Professor Timothy Rohan from UMass Amherst will explore the work of early 1960s famed and controversial American modernist architect Paul Rudolph who designed Boston Government Service Center and campus for the University of Massachusetts, Dartmouth projects that helped redefine monumentality for the post World War II era. Though often maligned as 'Brutalist,' the projects were attempts to bring citizens together to form community, provide them with better social services, and educate them in order to spark a 'renaissance' for the Commonwealth.
The discussant for the talks will be speakers UMass Dartmouth Professor Anna Dempsey, an Associate Professor of Art History at the University of Massachusetts.

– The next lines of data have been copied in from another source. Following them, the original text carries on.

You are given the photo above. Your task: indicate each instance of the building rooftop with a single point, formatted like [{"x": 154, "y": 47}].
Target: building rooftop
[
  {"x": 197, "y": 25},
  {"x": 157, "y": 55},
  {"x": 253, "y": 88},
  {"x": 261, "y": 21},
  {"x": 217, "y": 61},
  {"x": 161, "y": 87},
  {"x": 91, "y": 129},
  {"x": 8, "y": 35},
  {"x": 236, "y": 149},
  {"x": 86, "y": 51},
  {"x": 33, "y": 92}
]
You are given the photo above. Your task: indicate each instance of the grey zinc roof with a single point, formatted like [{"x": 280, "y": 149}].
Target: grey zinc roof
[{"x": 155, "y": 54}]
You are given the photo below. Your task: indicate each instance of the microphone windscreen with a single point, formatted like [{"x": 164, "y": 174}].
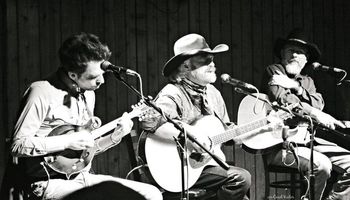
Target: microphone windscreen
[
  {"x": 105, "y": 65},
  {"x": 225, "y": 77}
]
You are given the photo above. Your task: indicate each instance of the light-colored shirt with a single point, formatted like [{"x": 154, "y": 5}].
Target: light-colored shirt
[
  {"x": 178, "y": 104},
  {"x": 43, "y": 108}
]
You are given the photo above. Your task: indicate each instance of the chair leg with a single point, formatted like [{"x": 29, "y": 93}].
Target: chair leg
[
  {"x": 267, "y": 185},
  {"x": 293, "y": 185}
]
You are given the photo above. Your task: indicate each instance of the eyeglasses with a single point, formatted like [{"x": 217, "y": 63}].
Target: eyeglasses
[{"x": 201, "y": 60}]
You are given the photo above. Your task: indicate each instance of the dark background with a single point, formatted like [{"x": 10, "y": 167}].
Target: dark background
[{"x": 141, "y": 35}]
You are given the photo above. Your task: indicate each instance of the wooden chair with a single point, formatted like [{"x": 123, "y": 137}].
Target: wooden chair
[{"x": 295, "y": 182}]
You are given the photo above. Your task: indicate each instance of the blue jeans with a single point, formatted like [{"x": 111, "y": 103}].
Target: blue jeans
[
  {"x": 327, "y": 157},
  {"x": 60, "y": 188},
  {"x": 229, "y": 184}
]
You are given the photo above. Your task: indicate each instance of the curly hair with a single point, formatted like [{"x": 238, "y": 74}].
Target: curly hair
[{"x": 77, "y": 50}]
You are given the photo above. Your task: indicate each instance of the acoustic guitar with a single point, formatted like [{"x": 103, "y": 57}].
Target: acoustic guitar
[
  {"x": 163, "y": 159},
  {"x": 70, "y": 161}
]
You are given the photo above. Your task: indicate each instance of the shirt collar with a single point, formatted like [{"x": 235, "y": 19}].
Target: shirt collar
[{"x": 68, "y": 84}]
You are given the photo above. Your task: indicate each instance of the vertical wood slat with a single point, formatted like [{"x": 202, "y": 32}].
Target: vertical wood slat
[
  {"x": 28, "y": 33},
  {"x": 141, "y": 35},
  {"x": 49, "y": 33},
  {"x": 3, "y": 89}
]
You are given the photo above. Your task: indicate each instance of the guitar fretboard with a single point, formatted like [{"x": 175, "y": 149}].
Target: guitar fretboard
[{"x": 238, "y": 131}]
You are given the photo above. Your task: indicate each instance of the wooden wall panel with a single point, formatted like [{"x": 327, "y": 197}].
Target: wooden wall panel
[
  {"x": 3, "y": 89},
  {"x": 141, "y": 35}
]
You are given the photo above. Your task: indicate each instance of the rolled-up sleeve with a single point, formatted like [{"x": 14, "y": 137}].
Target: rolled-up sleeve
[{"x": 26, "y": 141}]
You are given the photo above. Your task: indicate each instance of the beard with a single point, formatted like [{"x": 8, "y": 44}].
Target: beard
[{"x": 294, "y": 68}]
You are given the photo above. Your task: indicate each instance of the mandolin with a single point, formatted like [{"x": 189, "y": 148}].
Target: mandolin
[{"x": 70, "y": 161}]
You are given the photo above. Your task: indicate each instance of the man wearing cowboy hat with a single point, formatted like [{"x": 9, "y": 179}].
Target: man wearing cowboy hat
[
  {"x": 286, "y": 85},
  {"x": 190, "y": 95}
]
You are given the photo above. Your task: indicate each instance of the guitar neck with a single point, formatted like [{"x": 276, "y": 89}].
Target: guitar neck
[
  {"x": 105, "y": 128},
  {"x": 238, "y": 131}
]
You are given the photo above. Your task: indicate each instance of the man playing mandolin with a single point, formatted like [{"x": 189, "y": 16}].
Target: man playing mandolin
[
  {"x": 67, "y": 97},
  {"x": 190, "y": 96},
  {"x": 287, "y": 85}
]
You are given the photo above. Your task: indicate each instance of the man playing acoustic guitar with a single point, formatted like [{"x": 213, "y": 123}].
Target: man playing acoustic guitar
[
  {"x": 188, "y": 97},
  {"x": 286, "y": 85},
  {"x": 67, "y": 97}
]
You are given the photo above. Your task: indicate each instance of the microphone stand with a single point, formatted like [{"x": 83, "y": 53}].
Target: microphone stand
[{"x": 149, "y": 102}]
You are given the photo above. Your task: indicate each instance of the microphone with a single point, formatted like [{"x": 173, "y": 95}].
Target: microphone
[
  {"x": 317, "y": 66},
  {"x": 285, "y": 130},
  {"x": 228, "y": 79},
  {"x": 106, "y": 65}
]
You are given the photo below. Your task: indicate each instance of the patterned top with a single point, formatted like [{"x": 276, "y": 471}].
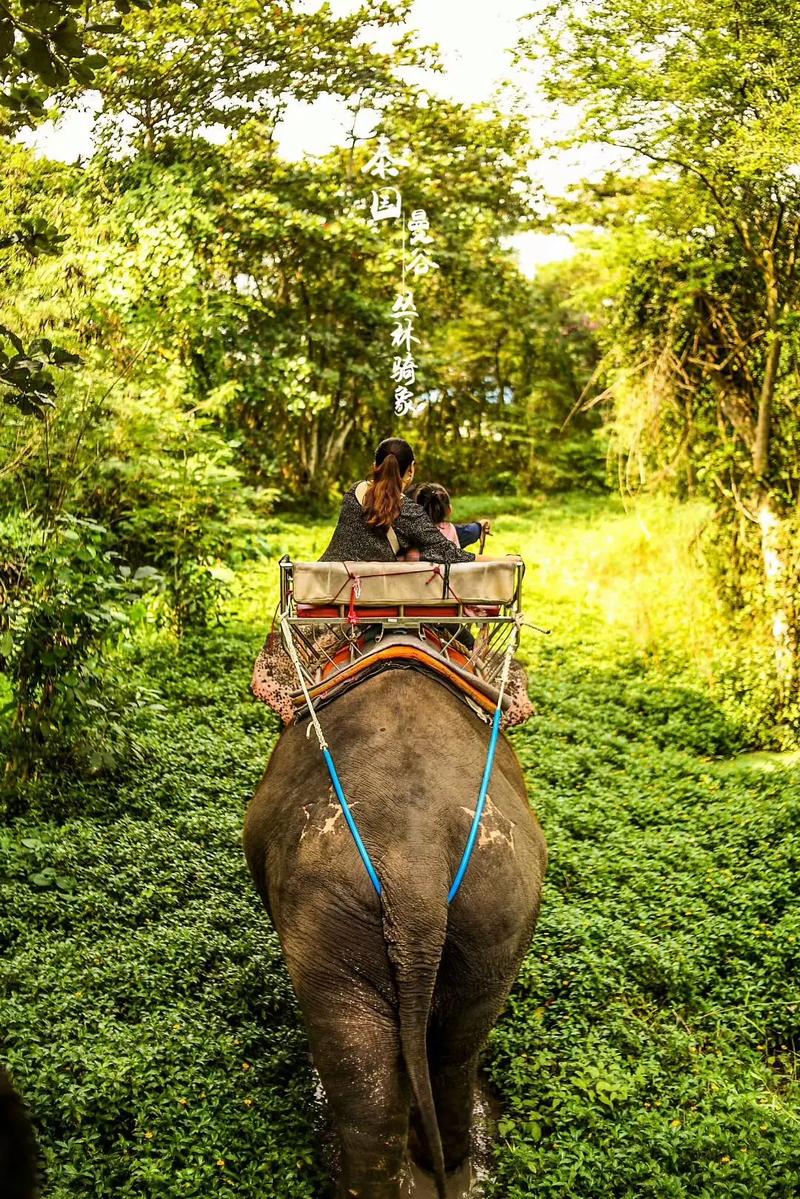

The talks are the final in a series of six titled "Urban Renewal and Creative Economy in Massachusetts Gateway Cities and Beyond" that explores the role of the creative sector, architectural preservation and urban design in revitalizing postindustrial cities. The lecture series is made possible through the 2012 University of Massachusetts President's Creative Economy Initiatives Fund. This presentation is also held in conjunction with Made in the USA: The History and Legacy of Cold War Art & Design, the 2nd Annual Undergraduate Art History Conference at UMass Dartmouth. The symposium, which is organized by the Art History Department of the College of Visual and Performing Arts (CVPA) at the University of Massachusetts, features papers by UMass Dartmouth students as well as those of students from Syracuse, Utah State, Parsons and Belgrade University.